Les chiens et les loups (1940) se déroule en Ukraine dans les milieux juifs. La société est divisée en trois « castes » : ceux de la ville du bas, les pauvres juifs, petits artisans, boutiquiers, « la racaille infréquentable » qui porte des guenilles et parle yiddish; la ville moyenne où vivent non sans hiérarchie médecins, avocats, commerçants, petits bourgeois et où coexistent juifs, russes et polonais. Et enfin le ville haute interdite aux juifs sauf à ceux qui possèdent une grande fortune et peuvent se permettre de tout acheter. Les chiens et les loups, c’est cette opposition entre ceux qui réussissent et dominent et ceux qui sont pauvres et obéissent.
C’est dans la ville moyenne qu’habite la petite Ada Sinner dont le père Israël est un intermédiaire entre la ville moyenne et la haute. Chez elle vivent aussi sa tante, veuve, son cousin Ben et sa cousine Lilla. Au cours d’un pogrom, Ada et Ben se réfugient dans la ville haute. Ils demandent asile aux cousins Sinner, la branche riche de la famille. Les enfants y sont accueillis avec hauteur mais Ada y fait une rencontre qu’elle n’oubliera pas : son cousin, Harry, enfant délicat, raffiné, richement habillé, qui sera le seul amour de toute sa vie. Elle le retrouvera dans l’exil, à Paris, où la famille est obligée de fuir après la mort de son père. La vie à Paris contraste avec la vie en Ukraine mais elle y est toujours difficile; heureusement Ada est peintre et son travail va lui permettre de s’en sortir.
La description de la vie en Ukraine est passionnante et j’ai trouvé que c’était le moment le plus fort du livre. La ville à plusieurs niveaux comme dans un film de Fritz Lang, la misère, le pogrom dans le ghetto, la fuite des enfants, la découverte de l'inégalité sociale vécue comme un choc, tout est animé d’une vie intense, raconté avec un grand talent. J’ai suivi aussi avec intérêt les tribulations du personnage principal qui est, de plus, entourée de personnages secondaires bien campées. Ada est attachante, intelligente et courageuse. Elle lutte contre les difficultés de l’exil, et ne baisse pas les bras! C’est un beau portrait de femme. Son amour pour Harry semble être sa grande faiblesse. Au départ on peut se demander si elle est attirée par Harry qui n'a pourtant rien d'exceptionnel ou par ce qu’il représente. Mais on voit, plus tard, combien elle est désintéressée et fière, n’acceptant rien de lui.

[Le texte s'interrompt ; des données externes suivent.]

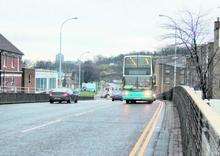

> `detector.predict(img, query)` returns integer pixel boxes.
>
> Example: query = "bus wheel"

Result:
[126,100,129,104]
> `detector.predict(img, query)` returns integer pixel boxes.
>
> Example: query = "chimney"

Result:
[215,17,220,30]
[214,18,220,49]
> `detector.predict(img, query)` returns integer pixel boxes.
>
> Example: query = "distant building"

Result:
[35,69,58,92]
[0,34,24,92]
[55,53,64,65]
[22,68,35,93]
[21,68,58,93]
[155,40,218,99]
[155,55,187,94]
[63,73,75,88]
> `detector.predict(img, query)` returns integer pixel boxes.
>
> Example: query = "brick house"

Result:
[0,34,23,92]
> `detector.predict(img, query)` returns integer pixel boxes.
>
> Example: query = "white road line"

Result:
[74,105,112,117]
[21,105,113,133]
[21,119,62,133]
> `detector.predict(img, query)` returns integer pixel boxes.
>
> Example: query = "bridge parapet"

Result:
[161,86,220,156]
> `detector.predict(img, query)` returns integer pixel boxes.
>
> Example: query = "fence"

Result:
[0,86,36,93]
[160,86,220,156]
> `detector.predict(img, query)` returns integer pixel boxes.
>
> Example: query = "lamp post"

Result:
[59,17,78,87]
[78,51,90,90]
[159,14,177,87]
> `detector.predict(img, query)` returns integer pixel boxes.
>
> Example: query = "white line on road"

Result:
[21,104,113,133]
[21,119,62,133]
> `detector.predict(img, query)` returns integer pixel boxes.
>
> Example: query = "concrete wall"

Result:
[0,93,49,104]
[160,86,220,155]
[0,93,94,104]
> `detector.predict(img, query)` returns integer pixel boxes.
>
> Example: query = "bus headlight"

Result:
[123,91,129,96]
[144,91,151,96]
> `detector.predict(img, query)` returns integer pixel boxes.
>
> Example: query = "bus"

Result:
[122,55,156,103]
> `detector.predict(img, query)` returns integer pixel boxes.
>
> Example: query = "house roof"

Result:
[0,34,24,55]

Ce qui m’a frappée dans la description des milieux juifs par Irène Némirovsky c’est l’incroyable étanchéité qui existe entre les classes sociales, une hiérarchie féroce, un mépris et une dureté pour ceux qui ne réussissent pas, l’importance accordée à l’argent. La valeur de l’homme est déterminée par le fait qu’il a ou n’a pas de fortune. L’écrivaine parle de la race juive et de ses caractéristiques physiques et morales et il en sort un portrait peu flatteur. Si Irène Nemirovsky n’était pas juive elle-même, morte dans un camp de concentration, je dirais qu’elle est antisémite, tant sa critique de la société juive est virulente. Elle appartient pourtant elle aussi a une haute bourgeoisie, dont la fortune est assise sur la finance, et elle aussi a vécu en riche et insouciante jeune fille. Pourtant, elle n'hésite pas à publier des nouvelles dans Gingoire, un journal d'extrême-droite connu pour son antisémitisme. Elle se convertit au catholicisme en 1938 peut-être pour des raisons de prudence en ces temps troublés! Il n’en reste pas moins qu’elle reste hantée par son identité juive dans toute son oeuvre, qu'elle la refuse ou non.